Francesco Romani wrote:
> On Mon, 2008-10-06 at 18:04 -0500, Carl Karsten wrote:
> [...]
>>> The good news is that even smarter algos should fit nicely into the
>>> synchro engine currently being laid.
>> Any chance of that happening this year?
>
> Very unlinkely at this development speed.
> A lot of code rewrite, a careful planning of some architectural changes
> and the design and the implementation of better synchro algorythm are
> the steps needed. Noone is easy nor quick :)

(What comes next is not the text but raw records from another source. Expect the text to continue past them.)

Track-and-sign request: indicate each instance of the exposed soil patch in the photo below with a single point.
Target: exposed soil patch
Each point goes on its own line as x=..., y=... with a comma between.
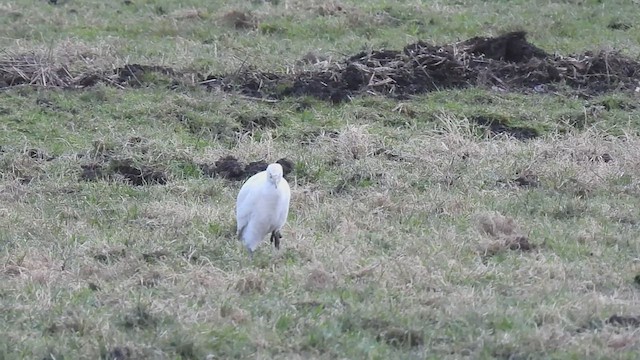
x=110, y=256
x=118, y=353
x=386, y=332
x=134, y=74
x=155, y=256
x=250, y=284
x=240, y=20
x=355, y=181
x=506, y=62
x=230, y=168
x=505, y=235
x=259, y=122
x=125, y=170
x=501, y=126
x=624, y=321
x=139, y=317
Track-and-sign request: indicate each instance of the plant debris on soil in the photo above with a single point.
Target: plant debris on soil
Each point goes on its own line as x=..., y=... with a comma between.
x=503, y=63
x=624, y=321
x=230, y=168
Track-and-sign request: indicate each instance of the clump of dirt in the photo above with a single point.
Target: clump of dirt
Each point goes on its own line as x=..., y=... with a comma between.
x=38, y=154
x=624, y=321
x=504, y=234
x=525, y=178
x=318, y=279
x=506, y=63
x=355, y=181
x=139, y=317
x=104, y=163
x=230, y=168
x=251, y=123
x=124, y=169
x=152, y=279
x=251, y=283
x=155, y=256
x=386, y=332
x=400, y=337
x=133, y=74
x=240, y=20
x=110, y=255
x=118, y=353
x=497, y=125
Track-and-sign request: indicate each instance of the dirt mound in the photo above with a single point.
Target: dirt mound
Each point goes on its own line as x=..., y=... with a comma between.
x=506, y=63
x=230, y=168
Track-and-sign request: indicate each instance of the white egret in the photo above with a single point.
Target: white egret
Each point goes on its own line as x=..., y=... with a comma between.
x=262, y=207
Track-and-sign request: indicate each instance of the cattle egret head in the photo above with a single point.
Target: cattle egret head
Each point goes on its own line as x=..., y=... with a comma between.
x=274, y=172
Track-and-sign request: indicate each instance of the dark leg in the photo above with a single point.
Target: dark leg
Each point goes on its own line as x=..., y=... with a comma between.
x=275, y=238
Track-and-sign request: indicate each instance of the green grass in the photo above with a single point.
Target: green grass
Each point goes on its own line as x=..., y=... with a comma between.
x=386, y=253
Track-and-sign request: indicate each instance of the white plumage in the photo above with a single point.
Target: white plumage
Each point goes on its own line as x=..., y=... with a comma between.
x=262, y=207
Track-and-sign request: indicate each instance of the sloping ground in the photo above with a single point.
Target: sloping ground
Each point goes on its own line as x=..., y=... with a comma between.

Can you post a road map, along with what sorts of skills are needed? I'll try
goto get some help if I know what kind of help is needed.
>
>>>> I am wondering what it would take to make a test app: something that would
>>>> generate an input AV stream (file, v4l device... whatever), something like
>>>> transcode would do something to it, and the output would be analyzed to
>>>> see if
>>>> the AV is still in sync.
>>>>
>>>> I did something similar using a webcam/mic pointed at a laptop that had a
>>>> clock
>>>> on the screen, and an audio clock ("at the tone, the time will be eight,
>>>> oh one.
>>>> beep.") I let that record for an hour, then played it back and looked to
>>>> see
>>>> if the tone beeped as the second hand crossed 12. I would like to think
>>>> an app
>>>> could do this too.
>>> It is an interesting challenge (and it would be a nice tool to have).
>> How could it be broken up so that something like python could be used for
>> doing
>> the test?
>
> By adding tc bindings to python? ;P
careful - if we are testing tc, it may not be good to use tc. but being able to
use tc from python might make it easier to test it too, so.. yeah.
>
>> I am really having a hard time imagining how it would work... but this
>> is what
>> comes to mind:
>> Create input from scratch:
>> Use python PIL module to construct 2 images: one all black, one all white.
>> use
>> some mystery module to generate a tone every second. use something to
>> construct
>> a stream that just alternates between the 2 images, and plays the tone
>> during one.
>
> Yep the keypoint is to be able to clearly identify the frames in the
> stream (both audio and video) then we can assert the streams are in sync
> if a given audio frame matches a given video frame (modulo a small fixed
> error).
Is there currently any way to test for sync errors? my understanding is the
resulting stream is valid, just not what is expected.
>
>> Represent playback as data:
>> given a stream, I want access to the frames as if it was a list, or at least
>> an
>> iterator. video would be rendered as single image blobs. I am not really
>> sure
>> how the audio would be represented, but I need some way of detecting the
>> transition.
>
> audio is just a different blob.
Can you have a frame of audio?
>
>> Any idea how much of this has already been done, or where a good starting
>> point is?
>
> Well, testframes generators (both audio and video) are quite common, we
> have some examples in TC codebase, in the ffmpeg one and I guess in much
> others.
> We can also just tag the frames using some kind of watermark in order to
> make them recognizable.
I think it will be easy enough to identify video frames. draw text, ocr the
text, fairly reliable and easy to use.
I have been looking at speech recognition, but I even if that was easy and
worked, I am not sure how it would help.
>
> Unfortunately, I don't know anything that is usable directly in python,
> I'm afraid anyone interested has to get his hands dirty with C/C++ or
> maybe java too.
I am planning on getting familiar with ctypes, swig and pyrex in the next few
months.
Carl K